Okay. Here’s the core mechanic. The thing fits on one page so you know only one mechanic can fit in. Other than some descriptors to justify situational bonuses, your character is defined by a number from two to five. There are two kinds of actions in the game. Laser actions, where are all logic and left brain and reason, where you want to roll under your number. Feelings actions, which are all squishy and passion, you want to roll over. So, pick a high number if you want to be Spock and a low number if you want to play Kirk.
The clever bit, because there always has to be a clever bit, is if you hit your number exactly, you get laser feelings and get to ask the GM a question. And you can then redo your action based on that new knowledge.
The first thing that went through my mind when I was reassessing Lasers and Feelings was ‘Did I just read a one-page Trollbabe back?’ The answer was clearly no, since Lasers and Feelings doesn’t break the narrative structure the way Trollbabe does. However, the one number stat and how it’s used definitely reminded me of Trollbabe.
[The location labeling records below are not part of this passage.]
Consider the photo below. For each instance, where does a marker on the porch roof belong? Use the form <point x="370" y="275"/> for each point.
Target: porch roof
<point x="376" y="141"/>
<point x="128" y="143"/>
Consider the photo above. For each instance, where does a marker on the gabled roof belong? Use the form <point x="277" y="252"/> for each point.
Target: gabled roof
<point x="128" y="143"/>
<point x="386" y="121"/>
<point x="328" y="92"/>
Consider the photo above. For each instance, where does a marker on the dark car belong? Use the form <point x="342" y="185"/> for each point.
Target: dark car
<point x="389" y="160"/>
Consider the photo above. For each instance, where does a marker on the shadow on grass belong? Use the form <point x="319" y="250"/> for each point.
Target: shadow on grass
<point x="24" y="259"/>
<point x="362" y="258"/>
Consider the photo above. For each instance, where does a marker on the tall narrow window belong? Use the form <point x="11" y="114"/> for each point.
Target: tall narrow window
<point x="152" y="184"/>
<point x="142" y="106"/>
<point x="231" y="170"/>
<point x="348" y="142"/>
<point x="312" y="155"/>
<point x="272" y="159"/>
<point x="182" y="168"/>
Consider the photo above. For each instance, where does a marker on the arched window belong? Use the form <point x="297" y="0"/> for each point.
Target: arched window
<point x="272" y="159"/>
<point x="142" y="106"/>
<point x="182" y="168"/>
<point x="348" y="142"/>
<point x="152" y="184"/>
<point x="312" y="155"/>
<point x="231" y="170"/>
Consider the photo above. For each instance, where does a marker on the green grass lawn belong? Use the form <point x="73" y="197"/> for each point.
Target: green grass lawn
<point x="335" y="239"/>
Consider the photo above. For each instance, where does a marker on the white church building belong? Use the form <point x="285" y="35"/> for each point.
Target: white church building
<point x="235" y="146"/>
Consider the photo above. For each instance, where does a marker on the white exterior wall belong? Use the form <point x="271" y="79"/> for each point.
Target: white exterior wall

Okay. I’m pretty sure that the mechanics would hold up under play. Lord knows, I’ve played with games with even less structure and focus. But that doesn’t answer the bigger question: would it be any fun?
One of the big questions I ask when I look at an RPG is what kind of stories is it going to let me tell? If all I get is some tables and a conflict resolution system, I’m not interested.
Lasers and Feelings gives you a paragraph of background and some tables to pregenerate a sentence to describe an adventure for the GM. Which is still more than some systems I’ve seen and what do you expect from one page?
But here’s where I wonder. The game is pretty obviously inspired by Star Trek, the original series in particular. So you go in with a setting and a style of stories already in mind. Is that enough to invest you in the game and make the stories work?
I don’t know and I am pretty curious about that. Since Kirk and Spock never die (except in the movies), there lack of a death mechanic seems appropriate. But they do sometimes fail. Could the shift to more drama focus actually make this game really feel like Star Trek?
I also learned that Lasers and Feelings inspired what seems to be a hundred hacks, exploring different themes. I will definitely have to take a look at those.